METHODS: Using data from a 2018 nationwide disability survey comprising 14,798 respondents in Australia, multivariate logistic regression models are used to predict the relationship between eHealth usage and the various characteristics of respondents, including access to information and communication technologies (ICTs), socioeconomic status, and level of education.

RESULTS: Although most participants (approximately 88%) have access to ICTs, few (only around 9%) have used eHealth services. The results show a number of factors are associated with an increased likelihood of using eHealth services, including higher educational attainment (odds ratio [OR] = 3.12, 95% confidence interval [CI]: 2.38, 4.24), employment (OR = 1.43, 95% CI: 1.06, 1.94), higher household income (OR = 1.39, 95% CI: 1.00, 1.96), and ICT access (OR = 15.92, 95% CI: 10.51, 27.01). The probability of eHealth use is lower for the oldest-old (OR = 0.35, 95% CI: 0.22, 0.45). In addition, the estimates from interaction effects suggest the effect of ICT penetration on use of eHealth falls by a negligible amount because of resistive attitudinal barriers (OR = 0.01, 95% CI: 0.01, 0.06).

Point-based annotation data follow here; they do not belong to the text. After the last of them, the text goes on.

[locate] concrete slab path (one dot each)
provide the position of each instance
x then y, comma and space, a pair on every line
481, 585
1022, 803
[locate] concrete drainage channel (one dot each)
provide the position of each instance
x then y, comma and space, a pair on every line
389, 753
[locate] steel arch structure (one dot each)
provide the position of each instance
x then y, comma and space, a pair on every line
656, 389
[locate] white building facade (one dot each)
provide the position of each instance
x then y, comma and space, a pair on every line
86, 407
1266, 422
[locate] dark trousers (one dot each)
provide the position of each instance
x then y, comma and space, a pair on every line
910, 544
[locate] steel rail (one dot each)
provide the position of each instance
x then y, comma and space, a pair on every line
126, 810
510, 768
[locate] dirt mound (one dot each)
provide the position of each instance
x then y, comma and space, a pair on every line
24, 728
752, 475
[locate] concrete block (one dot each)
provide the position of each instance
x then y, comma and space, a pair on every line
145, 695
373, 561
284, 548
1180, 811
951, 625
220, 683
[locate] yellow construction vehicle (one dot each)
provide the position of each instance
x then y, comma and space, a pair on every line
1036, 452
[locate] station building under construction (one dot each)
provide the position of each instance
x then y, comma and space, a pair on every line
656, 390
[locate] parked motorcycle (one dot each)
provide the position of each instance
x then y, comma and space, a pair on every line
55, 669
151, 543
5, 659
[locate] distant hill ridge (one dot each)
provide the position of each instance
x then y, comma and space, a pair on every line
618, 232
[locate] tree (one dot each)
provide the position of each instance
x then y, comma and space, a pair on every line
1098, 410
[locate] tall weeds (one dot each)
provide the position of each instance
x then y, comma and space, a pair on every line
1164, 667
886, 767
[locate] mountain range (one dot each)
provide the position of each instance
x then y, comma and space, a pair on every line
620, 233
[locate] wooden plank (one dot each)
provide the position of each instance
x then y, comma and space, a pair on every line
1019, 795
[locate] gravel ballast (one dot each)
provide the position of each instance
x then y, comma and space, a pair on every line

CONCLUSION: Given the challenges of ageing populations and pandemics, such as COVID-19, eHealth services are a vital part of an effective, inclusive, and robust health care system. This study demonstrates the presence of a significant digital divide among elderly PwD and suggests that public and private efforts should be made to increase the availability of ICT infrastructure. Training could also increase inclusion in this regard.